Remember the Kirk Cameron video about how a banana is “the atheist’s nightmare?” If not, a refresher: the banana was perfectly formed to the human hand, complete with a tab on the top for our opening ease. There is even “a point at the top for ease of entry” into the mouth, which is something I will refrain from making a dirty joke about. The idea is that the perfect suitability of a banana for human consumption is irrefutable evidence of the existence of a Creator God. (Nevermind that bananas are also eaten rather extensively by primates.)
Apparently, what bananas are to atheists, soccer is to theists. That is, a terrible nightmare we must quickly decry for the lie it is. Now, no one could ever accuse me of loving soccer. In fact, I think it is on the quite boring end of the sports-watching spectrum, and having played myself for the 1993-94 Chino Hills Royal Babes, I am all too aware of the risk to players, like getting a ball to the stomach from the opposing team or, once you’re in the professional world, getting bitten. But ever since a group of friends invited me into a EuroCup bracket in 2012 (which I improbably won), I’ve kept a passive eye on the beautiful game.
Now, I am learning that my Christian faith is actually at odds with the sport. There was an article published yesterday by that robot in a blond wig, Ann Coulter, that I will not link to but that argues enthusiasm for soccer is a sign of America’s moral decline because it turns us all into crazy liberal Europeans, or something. Coulter’s distaste for the sport aside, I remembered a chapter in Chuck Klosterman’s book Sex, Drugs, and Cocoa Puffs in which he rails against soccer being “the sport of the future.” For a piece at ESPN.com, Klosterman observed
“For all practical purposes, soccer is the sports equivalent of abortion; in America, hating (or embracing) soccer is the core litmus test for where you exist on the jocko-political continuum.”
It may sound strange, but there is evidence to back it up. Writing for the conservative think tank Ethics & Public Policy Center, George Weigel said he would watch the World Cup because it gave him a chance to relate to his students. “But I wish it would happen through a sport that acknowledges a simple, biblical truth,” he wrote. “God gave us opposable thumbs for a reason.” Conservative political speechwriter Marc Thiessen had a piece at the American Enterprise Institute (what is the deal with right-wing think tanks running pieces about soccer??) in which he decried soccer as socialist:
“Soccer is the only sport in the world where you cannot use the one tool that distinguishes man from beast: opposable thumbs. ‘No hands’ is a rule only a European statist could love.”
If that’s the case, to borrow a joke, then God’s favorite sport must be thumb-wrestling.
Weigel and Theissen aren’t outliers in the patriotic fight against encroaching European values. Boston Globe sports columnist Dan Shaughnessy published a column about “Ignoring the World Cup” in which he wrote “Soccer takes away our hands…Hands and opposable thumbs separate us from creatures of the wild.” Ian Crouch has a great piece at The New Yorker about America’s history of contempt for soccer.
I have heard groups of young people chanting “USA! USA!” only twice in my life.
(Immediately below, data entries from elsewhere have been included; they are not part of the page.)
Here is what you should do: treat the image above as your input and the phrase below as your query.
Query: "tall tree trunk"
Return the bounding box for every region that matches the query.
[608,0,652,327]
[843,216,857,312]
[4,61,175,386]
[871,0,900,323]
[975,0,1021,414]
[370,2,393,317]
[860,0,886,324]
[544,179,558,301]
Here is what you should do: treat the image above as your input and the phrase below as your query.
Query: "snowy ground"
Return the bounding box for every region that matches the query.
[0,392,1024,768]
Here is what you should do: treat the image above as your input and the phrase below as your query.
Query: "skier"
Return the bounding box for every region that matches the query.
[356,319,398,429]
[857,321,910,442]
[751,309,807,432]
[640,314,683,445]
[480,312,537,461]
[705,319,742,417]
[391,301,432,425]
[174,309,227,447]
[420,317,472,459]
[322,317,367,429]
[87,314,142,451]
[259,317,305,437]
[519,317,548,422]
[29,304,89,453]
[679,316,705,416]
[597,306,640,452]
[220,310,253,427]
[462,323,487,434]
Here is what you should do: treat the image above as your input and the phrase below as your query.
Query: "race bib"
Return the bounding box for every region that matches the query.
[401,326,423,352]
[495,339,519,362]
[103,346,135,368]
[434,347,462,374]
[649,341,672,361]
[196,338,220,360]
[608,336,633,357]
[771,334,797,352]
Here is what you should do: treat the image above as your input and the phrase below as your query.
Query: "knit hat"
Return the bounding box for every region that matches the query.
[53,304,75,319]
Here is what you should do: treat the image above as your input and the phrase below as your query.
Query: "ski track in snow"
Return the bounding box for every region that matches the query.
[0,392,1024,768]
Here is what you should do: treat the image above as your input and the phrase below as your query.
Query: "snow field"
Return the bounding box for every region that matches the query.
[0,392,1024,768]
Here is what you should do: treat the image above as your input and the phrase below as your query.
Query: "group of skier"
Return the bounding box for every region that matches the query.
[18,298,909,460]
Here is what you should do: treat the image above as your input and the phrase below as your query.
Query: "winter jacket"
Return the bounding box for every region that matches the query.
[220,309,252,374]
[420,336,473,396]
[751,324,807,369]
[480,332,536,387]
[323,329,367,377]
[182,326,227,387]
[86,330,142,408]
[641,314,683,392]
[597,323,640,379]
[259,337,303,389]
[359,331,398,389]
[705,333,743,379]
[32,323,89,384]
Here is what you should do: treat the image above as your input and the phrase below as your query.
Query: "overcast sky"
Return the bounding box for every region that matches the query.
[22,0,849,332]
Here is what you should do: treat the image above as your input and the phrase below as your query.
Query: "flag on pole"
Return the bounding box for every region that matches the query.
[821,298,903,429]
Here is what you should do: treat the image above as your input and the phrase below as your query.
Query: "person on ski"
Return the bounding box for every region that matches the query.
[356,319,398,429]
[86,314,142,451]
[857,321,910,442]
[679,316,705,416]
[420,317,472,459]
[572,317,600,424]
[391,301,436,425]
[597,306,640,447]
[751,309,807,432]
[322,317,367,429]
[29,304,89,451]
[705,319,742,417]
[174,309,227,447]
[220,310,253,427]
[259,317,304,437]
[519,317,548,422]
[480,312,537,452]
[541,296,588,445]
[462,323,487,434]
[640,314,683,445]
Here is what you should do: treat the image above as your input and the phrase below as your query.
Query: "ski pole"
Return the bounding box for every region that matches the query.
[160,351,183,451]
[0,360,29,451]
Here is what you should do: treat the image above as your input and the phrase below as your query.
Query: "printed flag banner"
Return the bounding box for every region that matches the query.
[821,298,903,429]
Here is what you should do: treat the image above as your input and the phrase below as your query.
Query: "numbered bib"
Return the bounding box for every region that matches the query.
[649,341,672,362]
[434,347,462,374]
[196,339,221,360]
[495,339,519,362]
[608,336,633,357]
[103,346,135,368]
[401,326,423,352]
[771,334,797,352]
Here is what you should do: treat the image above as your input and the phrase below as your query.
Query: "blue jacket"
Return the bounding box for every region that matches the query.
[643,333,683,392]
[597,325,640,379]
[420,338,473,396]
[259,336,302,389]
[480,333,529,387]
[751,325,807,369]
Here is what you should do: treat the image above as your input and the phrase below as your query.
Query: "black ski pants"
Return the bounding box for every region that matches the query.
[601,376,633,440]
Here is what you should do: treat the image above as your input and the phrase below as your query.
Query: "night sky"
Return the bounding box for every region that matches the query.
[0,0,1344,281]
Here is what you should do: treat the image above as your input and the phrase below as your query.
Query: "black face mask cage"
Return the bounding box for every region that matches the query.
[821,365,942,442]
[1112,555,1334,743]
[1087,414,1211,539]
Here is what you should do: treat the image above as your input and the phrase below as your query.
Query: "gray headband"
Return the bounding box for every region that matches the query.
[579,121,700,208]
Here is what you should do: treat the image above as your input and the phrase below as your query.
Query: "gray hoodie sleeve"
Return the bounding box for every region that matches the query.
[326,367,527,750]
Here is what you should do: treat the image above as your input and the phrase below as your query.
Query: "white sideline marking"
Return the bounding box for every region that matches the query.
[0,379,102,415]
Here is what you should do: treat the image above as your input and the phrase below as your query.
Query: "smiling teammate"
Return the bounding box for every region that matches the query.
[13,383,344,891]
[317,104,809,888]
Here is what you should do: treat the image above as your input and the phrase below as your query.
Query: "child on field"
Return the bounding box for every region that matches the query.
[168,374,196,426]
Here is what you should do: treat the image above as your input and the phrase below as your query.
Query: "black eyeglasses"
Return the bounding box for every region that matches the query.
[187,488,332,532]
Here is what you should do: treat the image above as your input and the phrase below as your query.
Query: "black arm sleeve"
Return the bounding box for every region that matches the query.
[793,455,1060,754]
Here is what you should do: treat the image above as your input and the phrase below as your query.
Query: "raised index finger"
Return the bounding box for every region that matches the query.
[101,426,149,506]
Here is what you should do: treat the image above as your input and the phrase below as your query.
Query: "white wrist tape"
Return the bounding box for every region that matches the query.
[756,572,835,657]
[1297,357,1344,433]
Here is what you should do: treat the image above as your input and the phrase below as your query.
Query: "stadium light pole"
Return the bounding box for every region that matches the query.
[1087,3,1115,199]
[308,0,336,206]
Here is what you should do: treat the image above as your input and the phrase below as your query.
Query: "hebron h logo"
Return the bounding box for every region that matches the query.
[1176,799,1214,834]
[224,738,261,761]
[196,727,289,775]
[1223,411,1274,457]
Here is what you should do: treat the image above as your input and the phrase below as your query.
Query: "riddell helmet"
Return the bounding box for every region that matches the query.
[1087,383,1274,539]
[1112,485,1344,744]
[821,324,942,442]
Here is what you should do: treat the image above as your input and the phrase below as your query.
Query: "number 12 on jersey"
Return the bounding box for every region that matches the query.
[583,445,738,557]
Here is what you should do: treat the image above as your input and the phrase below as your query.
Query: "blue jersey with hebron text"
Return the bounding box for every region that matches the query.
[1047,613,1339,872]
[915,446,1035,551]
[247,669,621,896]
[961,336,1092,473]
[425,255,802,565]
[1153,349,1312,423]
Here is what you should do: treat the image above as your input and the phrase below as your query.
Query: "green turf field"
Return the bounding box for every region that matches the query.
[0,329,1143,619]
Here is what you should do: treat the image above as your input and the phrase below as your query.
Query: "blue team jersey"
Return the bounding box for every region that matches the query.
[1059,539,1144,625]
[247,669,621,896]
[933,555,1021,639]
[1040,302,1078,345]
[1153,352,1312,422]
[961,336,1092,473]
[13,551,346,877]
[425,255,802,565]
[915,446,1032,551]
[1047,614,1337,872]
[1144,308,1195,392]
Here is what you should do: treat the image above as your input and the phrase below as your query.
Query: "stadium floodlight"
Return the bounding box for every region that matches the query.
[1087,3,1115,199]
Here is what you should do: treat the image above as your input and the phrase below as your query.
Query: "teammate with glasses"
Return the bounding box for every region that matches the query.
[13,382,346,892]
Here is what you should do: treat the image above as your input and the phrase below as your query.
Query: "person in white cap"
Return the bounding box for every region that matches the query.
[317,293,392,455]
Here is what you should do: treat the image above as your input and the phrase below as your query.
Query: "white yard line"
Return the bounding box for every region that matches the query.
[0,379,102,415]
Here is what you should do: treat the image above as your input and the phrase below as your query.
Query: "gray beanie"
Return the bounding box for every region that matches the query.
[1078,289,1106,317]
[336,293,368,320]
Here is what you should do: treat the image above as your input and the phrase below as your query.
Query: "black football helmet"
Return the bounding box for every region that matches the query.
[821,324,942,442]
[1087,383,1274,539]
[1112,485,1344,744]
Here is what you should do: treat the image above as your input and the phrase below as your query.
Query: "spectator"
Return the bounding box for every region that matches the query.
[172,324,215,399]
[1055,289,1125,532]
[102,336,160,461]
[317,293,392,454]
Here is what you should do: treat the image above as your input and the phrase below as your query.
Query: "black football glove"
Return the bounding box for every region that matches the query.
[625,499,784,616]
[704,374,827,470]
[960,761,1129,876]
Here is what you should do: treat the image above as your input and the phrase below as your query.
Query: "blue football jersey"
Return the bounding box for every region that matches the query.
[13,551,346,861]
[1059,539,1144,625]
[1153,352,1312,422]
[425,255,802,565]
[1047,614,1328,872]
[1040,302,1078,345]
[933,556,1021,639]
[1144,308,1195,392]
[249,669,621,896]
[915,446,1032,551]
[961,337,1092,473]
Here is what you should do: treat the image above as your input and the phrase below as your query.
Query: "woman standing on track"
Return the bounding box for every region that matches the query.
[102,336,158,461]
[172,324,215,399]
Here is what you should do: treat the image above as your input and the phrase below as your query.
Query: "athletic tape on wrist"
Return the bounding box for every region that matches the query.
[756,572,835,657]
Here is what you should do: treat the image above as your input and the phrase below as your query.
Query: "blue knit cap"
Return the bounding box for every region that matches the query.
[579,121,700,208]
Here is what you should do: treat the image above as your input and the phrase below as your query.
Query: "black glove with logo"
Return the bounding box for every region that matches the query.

The first was at a bar in Los Angeles on the night of November 6, 2012, when it became clear that Barack Obama had been re-elected to a second term as President. The other time? This past Sunday, when US forward Clint Dempsey scored and briefly took the lead over Portugal. The hyper-conservative, reactionary thinkers who would paint soccer with a broad brush seem to be ignoring whole swaths of new young patriots, probably because their politics don’t align with the American Enterprise Institute’s.
I’ll keep mostly ignoring the World Cup, but not for fear of liberalism–I’m just not enthralled by it. (Although I’m also convinced that any sport that can create the likes of Olivier Giroud can stick around just as long as it wants to.) In the meantime, remember that possums have opposable thumbs. On their feet. Maybe God created soccer just for them.